日蔓はその様子を見ながらタブレットで仕事。
そのうち未優が遊び疲れた頃に、線蓮がやってきた。
「曄雅〜、未優の様子はどうじゃ」
「何しに来たのさ暇人」
「様子見」
「……足の速さは一級品。腕力は超弱いけど」
疲れた未優が駆け足で日蔓の方に戻ると、疲れた様子のラムネも戻ってきた。
指揮台に上がったラムネは疲れたようにうずくまり、尾を何度か振り上げる。
「ラムネも疲れたようじゃな」
「走り回ってたからねー」
「日蔓喉乾いた」
「はいはい」
「砕けたな」
「衝羽の悪影響」
日蔓は未優にペットボトルを開けて渡し、未優はそれをぐいっと飲む。
ここ数日未優を走らせているが、夜は疲れた疲れた言うものの朝になるとまた走りに行こうと元気になる。
足の筋力は平均的なのに使い方の問題か、日蔓よりも遥かに強い。それに対し腕はペットボトルのキャップも開けられない始末。転けた時に自分の体を支えるのも怪しい。

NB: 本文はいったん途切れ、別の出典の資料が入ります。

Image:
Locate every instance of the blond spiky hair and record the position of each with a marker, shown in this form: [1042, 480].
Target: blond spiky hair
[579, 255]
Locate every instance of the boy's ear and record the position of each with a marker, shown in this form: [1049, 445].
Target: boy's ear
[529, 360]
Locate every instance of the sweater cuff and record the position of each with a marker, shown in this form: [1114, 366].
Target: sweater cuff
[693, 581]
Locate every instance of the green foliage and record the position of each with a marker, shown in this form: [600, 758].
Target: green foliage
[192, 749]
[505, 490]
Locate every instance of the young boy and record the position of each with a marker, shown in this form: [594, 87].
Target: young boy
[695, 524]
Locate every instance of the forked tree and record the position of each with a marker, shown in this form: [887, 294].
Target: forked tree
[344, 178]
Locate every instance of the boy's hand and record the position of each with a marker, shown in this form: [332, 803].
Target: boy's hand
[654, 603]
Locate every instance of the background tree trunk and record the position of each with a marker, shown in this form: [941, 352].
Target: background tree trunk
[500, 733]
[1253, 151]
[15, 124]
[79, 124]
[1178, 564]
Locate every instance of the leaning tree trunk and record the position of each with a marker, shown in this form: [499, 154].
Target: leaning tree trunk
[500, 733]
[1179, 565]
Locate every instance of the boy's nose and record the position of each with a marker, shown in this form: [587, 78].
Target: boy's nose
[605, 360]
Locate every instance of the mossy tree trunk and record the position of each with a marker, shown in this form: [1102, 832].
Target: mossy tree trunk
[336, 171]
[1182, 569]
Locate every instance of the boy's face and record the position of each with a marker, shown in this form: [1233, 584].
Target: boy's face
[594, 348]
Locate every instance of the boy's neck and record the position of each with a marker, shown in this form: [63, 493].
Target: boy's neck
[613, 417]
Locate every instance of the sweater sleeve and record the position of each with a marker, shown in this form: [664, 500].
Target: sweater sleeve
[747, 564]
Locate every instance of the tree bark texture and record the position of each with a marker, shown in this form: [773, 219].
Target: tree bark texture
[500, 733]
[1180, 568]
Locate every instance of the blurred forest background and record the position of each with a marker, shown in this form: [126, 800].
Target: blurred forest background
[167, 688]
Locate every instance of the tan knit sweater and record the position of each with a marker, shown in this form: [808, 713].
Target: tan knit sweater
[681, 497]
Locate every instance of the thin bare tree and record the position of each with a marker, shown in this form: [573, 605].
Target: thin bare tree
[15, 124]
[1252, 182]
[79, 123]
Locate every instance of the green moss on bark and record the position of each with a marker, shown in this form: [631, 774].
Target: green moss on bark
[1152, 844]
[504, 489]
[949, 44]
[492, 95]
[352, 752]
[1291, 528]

「不思議な体じゃな。日常生活に問題がないならいいが……」
「人がついてる限り特に。……ねぇ未優、前はずっとお兄ちゃんと一緒だったんでしょ」
「ん?……ん? お兄ちゃん?」
「紡舞お兄ちゃん」
「誰?」
「……ん!?」
未優と二年間一緒に住んでいた人だ。つい先日までお兄ちゃんと会いたいと言っていたのに、何故誰と首を傾げる。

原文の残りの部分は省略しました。